A medida foi tomada pela desembargadora Ezilda Pastana Mutran, relatora do caso no Tribunal, ao analisar um agravo de instrumento com pedido de efeito suspensivo apresentado pela Câmara Municipal de Barcarena.
Na decisão, a magistrada determinou a suspensão dos efeitos da decisão interlocutória proferida pela 1ª Vara Cível e Empresarial de Barcarena, que havia concedido tutela de urgência ordenando que a Câmara declarasse a vacância do mandato de Gladiston Lopes e convocasse o primeiro suplente, Joel Alves, para assumir o cargo.
Entenda o caso
A decisão de primeira instância foi tomada após ação movida por Joel Mendes Alves contra a Câmara de Barcarena e o presidente da Casa.

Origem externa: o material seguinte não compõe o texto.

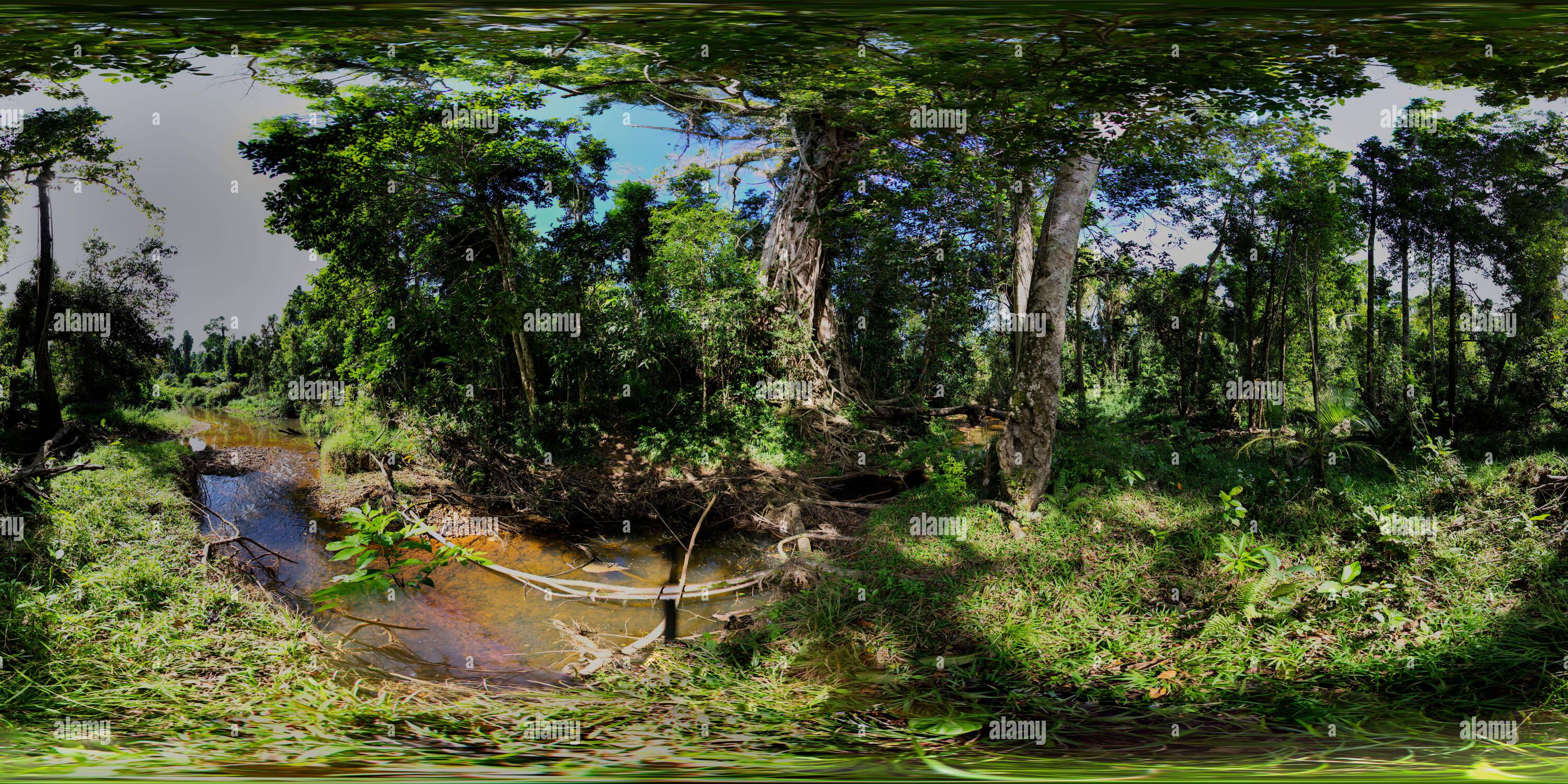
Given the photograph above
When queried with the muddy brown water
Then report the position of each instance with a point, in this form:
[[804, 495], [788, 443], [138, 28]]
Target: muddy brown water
[[472, 623]]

Na ação, ele pediu que fosse declarada a vacância do cargo ocupado por Gladiston Lopes e que fosse convocado para assumir o mandato como primeiro suplente.
Joel argumentou que a permanência de Gladiston no cargo estava baseada em uma decisão liminar que suspendia os efeitos de uma demissão sofrida pelo vereador em processo administrativo anterior. Segundo a ação, essa decisão que o beneficiava teria sido posteriormente revogada, o que, na avaliação do autor, retiraria o fundamento jurídico para a manutenção do mandato.
Com base nesses argumentos, a Justiça concedeu tutela de urgência, determinando que a Câmara cumprisse a ordem judicial.
Após a decisão, a Câmara publicou atos administrativos e realizou sessão extraordinária na terça-feira (24), quando Joel Alves foi empossado vereador no lugar de Gladiston Lopes.
O que muda com a nova decisão
Inconformada com a ordem judicial, a Câmara Municipal recorreu ao Tribunal de Justiça por meio de agravo de instrumento.
Ao analisar o recurso, a desembargadora Ezilda Pastana Mutran concedeu efeito suspensivo, interrompendo os efeitos da decisão anterior até uma análise mais aprofundada do processo.
Na prática, a magistrada determinou a suspensão da determinação de vacância do cargo, da convocação e da posse de Joel Alves, além da suspensão da multa que havia sido fixada para o caso de descumprimento.
Com isso, a situação jurídica do mandato volta a ficar sub judice, ou seja, ainda dependerá de decisão definitiva do Tribunal.